As regulatory agencies in the U.S. work on the second phase of heavy-duty vehicle greenhouse gas (GHG) and efficiency standards, one of the key decisions they face concerns the regulatory certification pathways. The question of whether to maintain separate standards for the engine and the full vehicle, as in the first phase of the regulation, is hotly debated. In addition, the agencies must decide what upgrades to the testing and certification procedures can be made based on lessons learned from Phase 1.
This analysis develops six possible options for certification, using Phase 1 and publicly expressed industry viewpoints as a guide. The authors then evaluate these options based on seven criteria developed to compare the certification procedures’ relative merits.
- The benefits of maintaining separate engine standards outweigh any potential disadvantages.

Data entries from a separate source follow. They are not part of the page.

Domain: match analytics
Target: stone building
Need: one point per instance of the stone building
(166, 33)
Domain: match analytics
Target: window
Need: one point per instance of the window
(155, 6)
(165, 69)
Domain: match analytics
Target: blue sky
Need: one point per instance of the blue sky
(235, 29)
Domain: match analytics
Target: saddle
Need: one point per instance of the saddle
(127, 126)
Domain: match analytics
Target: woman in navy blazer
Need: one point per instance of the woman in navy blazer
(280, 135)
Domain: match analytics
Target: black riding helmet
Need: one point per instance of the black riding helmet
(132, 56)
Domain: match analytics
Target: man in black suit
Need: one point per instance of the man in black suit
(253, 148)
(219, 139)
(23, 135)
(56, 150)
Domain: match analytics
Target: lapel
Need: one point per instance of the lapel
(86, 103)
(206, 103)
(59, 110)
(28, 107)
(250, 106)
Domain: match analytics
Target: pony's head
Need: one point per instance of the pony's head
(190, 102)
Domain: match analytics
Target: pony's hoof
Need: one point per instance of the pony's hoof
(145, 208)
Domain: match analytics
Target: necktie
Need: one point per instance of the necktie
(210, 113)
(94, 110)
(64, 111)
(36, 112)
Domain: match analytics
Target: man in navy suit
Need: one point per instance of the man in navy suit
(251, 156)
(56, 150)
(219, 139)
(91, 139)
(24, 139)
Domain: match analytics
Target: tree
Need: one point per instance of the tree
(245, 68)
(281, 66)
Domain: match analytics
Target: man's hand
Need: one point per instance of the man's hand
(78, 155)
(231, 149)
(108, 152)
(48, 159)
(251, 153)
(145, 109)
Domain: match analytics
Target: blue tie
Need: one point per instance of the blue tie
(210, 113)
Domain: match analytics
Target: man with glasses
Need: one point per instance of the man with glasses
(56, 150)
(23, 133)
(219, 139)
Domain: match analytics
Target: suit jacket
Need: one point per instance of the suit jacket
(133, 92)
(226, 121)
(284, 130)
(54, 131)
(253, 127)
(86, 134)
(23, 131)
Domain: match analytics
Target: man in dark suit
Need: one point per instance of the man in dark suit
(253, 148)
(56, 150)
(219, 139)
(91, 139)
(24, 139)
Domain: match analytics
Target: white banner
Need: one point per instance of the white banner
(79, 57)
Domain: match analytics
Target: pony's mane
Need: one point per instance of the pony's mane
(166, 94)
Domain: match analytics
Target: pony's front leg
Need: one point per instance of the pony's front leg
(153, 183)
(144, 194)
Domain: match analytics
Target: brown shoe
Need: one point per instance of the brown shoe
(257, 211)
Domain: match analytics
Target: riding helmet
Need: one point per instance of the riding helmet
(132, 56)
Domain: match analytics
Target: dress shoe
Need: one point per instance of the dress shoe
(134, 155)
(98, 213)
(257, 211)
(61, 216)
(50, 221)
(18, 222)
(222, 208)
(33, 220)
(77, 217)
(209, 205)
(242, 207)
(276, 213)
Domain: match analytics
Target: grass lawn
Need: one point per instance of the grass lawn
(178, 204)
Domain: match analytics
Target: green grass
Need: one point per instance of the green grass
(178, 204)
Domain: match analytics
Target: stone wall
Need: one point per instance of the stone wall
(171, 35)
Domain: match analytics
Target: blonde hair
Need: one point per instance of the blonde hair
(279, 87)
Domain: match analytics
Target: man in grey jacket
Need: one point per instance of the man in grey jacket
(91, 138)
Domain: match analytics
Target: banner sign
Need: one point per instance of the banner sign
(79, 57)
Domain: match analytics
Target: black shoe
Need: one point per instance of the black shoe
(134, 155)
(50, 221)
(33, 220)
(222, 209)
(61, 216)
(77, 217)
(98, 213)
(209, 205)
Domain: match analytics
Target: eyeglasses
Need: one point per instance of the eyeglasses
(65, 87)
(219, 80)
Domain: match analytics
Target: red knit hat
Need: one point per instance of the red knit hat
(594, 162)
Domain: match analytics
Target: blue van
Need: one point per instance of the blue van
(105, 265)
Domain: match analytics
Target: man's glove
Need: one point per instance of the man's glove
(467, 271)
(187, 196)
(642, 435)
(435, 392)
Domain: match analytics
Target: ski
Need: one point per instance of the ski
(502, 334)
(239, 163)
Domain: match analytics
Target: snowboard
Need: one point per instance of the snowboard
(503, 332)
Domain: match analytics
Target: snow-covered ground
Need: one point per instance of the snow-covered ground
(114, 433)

- Physical testing of the powertrain (i.e., the engine plus the transmission) in a new test procedure will be necessary in order to capture and promote transmission and engine-transmission integration improvements.
- Some unique inputs about the actual powertrain in a vehicle are necessary in EPA’s Greenhouse gas Emission Model (GEM) simulations to ensure that all fuel-saving technologies and approaches are properly incentivized and accounted for.
- More research is needed to determine the appropriate level of engine information to input into GEM to properly credit all efficiency improvements while balancing resource constraints for both industry and government.
- A research plan that tracks and compares real-world engine, truck, and tractor-trailer efficiency with certification values for select, high-volume products in 2015–2020 is warranted.